468 Views Asked by At

I am doing auto segmentation and I was training a model over the weekend and the power went out. I had trained my model for 50+ hours and saved my model every 5 epochs using the line:

model_checkpoint = ModelCheckpoint('test_{epoch:04}.h5', monitor=observe_var, mode='auto', save_weights_only=False, save_best_only=False, period = 5)

I'm loading the saved model using the line:

model = load_model('test_{epoch:04}.h5', custom_objects = {'dice_coef_loss': dice_coef_loss, 'dice_coef': dice_coef})

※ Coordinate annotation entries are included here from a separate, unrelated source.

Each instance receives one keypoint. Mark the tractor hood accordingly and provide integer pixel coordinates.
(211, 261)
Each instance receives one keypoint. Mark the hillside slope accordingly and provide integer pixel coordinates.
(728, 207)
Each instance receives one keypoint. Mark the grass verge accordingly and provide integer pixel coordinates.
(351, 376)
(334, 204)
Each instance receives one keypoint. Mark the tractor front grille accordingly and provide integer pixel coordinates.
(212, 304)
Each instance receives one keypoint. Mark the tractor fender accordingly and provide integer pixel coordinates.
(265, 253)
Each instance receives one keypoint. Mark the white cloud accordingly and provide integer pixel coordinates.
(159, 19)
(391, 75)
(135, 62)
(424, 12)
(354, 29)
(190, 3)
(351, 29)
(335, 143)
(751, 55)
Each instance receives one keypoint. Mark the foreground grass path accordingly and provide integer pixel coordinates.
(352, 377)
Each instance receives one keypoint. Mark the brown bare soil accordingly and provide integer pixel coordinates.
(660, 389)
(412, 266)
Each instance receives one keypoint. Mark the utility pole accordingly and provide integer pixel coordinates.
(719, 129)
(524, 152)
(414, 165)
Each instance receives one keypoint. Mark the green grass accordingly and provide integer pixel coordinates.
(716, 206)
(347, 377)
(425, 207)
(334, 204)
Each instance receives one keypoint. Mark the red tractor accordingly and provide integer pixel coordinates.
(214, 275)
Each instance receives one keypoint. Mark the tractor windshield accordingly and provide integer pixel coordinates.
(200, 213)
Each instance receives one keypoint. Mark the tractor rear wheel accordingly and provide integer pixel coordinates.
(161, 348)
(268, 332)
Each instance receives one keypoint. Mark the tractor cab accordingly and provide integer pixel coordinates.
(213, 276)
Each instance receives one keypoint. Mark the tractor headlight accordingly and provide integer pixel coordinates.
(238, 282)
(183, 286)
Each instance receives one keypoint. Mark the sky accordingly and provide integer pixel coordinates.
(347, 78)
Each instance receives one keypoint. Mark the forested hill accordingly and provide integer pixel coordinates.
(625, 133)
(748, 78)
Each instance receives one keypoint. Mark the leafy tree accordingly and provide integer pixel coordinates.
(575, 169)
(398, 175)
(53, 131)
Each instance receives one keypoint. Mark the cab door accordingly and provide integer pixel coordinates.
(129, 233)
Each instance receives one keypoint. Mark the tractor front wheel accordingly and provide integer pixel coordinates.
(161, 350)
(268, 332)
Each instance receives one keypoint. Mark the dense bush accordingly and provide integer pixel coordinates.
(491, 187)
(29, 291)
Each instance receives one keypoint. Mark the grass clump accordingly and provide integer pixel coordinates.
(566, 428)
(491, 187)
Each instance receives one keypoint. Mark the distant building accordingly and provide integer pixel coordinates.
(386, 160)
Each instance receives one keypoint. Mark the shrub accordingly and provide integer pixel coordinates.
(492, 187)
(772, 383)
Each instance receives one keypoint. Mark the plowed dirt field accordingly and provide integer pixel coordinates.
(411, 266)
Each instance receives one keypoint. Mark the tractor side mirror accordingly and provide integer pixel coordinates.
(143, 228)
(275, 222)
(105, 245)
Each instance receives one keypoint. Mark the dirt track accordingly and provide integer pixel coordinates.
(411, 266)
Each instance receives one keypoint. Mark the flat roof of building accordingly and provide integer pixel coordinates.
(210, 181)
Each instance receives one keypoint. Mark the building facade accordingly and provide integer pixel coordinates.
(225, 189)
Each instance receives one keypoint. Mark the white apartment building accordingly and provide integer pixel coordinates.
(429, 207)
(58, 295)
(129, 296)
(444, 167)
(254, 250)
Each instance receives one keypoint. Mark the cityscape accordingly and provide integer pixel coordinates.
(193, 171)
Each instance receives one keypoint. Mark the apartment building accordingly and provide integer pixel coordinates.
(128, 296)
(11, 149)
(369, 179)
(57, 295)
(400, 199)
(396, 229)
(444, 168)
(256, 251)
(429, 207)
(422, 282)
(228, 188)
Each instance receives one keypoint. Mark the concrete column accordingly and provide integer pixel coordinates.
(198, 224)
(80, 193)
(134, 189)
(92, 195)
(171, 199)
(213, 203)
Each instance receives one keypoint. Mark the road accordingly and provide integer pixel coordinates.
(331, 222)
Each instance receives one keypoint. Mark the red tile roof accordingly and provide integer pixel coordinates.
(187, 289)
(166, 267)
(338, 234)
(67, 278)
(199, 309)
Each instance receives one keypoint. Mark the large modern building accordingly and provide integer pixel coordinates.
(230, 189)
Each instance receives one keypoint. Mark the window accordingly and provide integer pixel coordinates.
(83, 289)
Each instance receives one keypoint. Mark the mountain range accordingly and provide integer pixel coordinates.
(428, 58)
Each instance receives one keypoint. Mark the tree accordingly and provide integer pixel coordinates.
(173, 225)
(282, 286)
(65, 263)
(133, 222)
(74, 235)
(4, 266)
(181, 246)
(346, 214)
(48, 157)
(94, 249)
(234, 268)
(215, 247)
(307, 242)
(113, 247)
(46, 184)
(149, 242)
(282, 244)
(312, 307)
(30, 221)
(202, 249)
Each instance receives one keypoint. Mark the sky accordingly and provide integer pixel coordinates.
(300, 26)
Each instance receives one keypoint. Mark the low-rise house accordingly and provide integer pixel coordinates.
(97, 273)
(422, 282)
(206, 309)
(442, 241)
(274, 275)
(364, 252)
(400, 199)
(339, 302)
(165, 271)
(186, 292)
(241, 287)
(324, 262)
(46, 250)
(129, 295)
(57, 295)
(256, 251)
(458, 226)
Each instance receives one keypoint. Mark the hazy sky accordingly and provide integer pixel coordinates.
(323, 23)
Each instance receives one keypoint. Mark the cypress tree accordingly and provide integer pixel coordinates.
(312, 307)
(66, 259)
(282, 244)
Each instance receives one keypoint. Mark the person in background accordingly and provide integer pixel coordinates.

I have included all of my data that splits my training data into train_x for the scan and train_y for the label. When I run the line:

loss, dice_coef = model.evaluate(train_x,  train_y, verbose=1)

I get the error:

ResourceExhaustedError:  OOM when allocating tensor with shape[32,8,128,128,128] and type float on /job:localhost/replica:0/task:0/device:GPU:0 by allocator GPU_0_bfc
 [[node model/conv3d_1/Conv3D (defined at <ipython-input-1-4a66b6c9f26b>:275) ]]
Hint: If you want to see a list of allocated tensors when OOM happens, add report_tensor_allocations_upon_oom to RunOptions for current allocation info.
 [Op:__inference_distributed_function_3673]

Function call stack:
distributed_function
1

There are 1 best solutions below

0
On BEST ANSWER

This is basically you are running out of memory.So you need to do evaluate in small batch wise.Default batch size is 32 and try allocating small batch size.

evaluate(train_x,  train_y, batch_size=<batch size>)

from keras documentation

batch_size: Integer or None. Number of samples per gradient update. If unspecified, batch_size will default to 32.